The elephant in the room however is multiplication. The usual method requires computing a 126-bit product, then doing a modulo operation over a 63-bit integer; this could be slow and error-prone to implement. C++ users could rejoice, as Codeforces recently implemented support for 128-bit integers via this update. However, before you celebrate too early, there are still issues: this may not be available on other platforms, and I can't imagine that straight 128-bit modulo 64-bit is exactly the fastest operation in the world, so the following might still be helpful even to C++ users.

A rather simple-to-code general-case method is to "double-and-add" similar to modular exponentiation, however it is too slow for the purposes of this article; FFT implementation speed is heavily bound by the speed of multiplications.

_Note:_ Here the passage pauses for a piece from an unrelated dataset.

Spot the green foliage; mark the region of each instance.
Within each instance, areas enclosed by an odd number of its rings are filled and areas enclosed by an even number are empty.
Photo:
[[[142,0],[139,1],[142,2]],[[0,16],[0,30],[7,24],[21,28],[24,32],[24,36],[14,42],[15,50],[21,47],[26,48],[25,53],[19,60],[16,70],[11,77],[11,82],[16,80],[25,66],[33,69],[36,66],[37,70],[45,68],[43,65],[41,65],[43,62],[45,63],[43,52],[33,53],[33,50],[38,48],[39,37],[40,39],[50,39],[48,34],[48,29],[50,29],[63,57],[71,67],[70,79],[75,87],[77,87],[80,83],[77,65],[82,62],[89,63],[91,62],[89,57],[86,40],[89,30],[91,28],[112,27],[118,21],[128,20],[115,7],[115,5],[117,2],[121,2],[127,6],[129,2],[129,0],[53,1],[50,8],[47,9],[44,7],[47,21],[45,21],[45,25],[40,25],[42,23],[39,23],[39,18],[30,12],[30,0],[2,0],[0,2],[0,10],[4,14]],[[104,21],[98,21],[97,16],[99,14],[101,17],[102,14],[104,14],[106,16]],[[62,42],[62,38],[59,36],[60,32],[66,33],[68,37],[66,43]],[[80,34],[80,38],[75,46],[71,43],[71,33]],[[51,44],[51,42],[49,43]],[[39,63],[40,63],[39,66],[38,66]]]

My favored technique for this problem is called Barrett reduction. The explanation is (adapted from this website)

• Choose integer $k$ such that $2^k > m$. $k = 63$ works for our modulus.
• Precompute $\displaystyle r = \left\lfloor \frac {4^k} m \right\rfloor$. For our modulus this is $9223372036972216319$, which just overflows a signed 64-bit integer. You can either store it as unsigned, or the as the signed 64-bit representation $-9223372036737335297$ (yes, this just happens to be $-m$, which is quite a neat coincidence)
• Multiply the two integers. Note that we need all 126 bits of this product. The low bits can be easily obtained via straight multiplication, however the high bits need some bit-shifting arithmetic tricks to obtain. Adapt the following Java code, taken from here for your preferred language:
multiplyHighUnsigned code
• Let the product be $x$. Then calculate $\displaystyle t = x - \left\lfloor \frac{xr}{4^k} \right\rfloor m - m$. This requires some adaptation of grade-school arithmetic; pseudocode in spoiler below. $t$ is guaranteed to be in the range $[-m, m)$, so the t += (t >> 63) & m trick should work to normalize it. In the following pseudocode, BARR_R $= r$ and MOD $= m$. Also, ^ represents bitwise xor, not exponentiation.
mulMod pseudocode

Update: I have further optimized the Barrett reduction step, however it requires a new proof of correctness, so I'm keeping the old variant on this page. For info on the optimized version, read this article.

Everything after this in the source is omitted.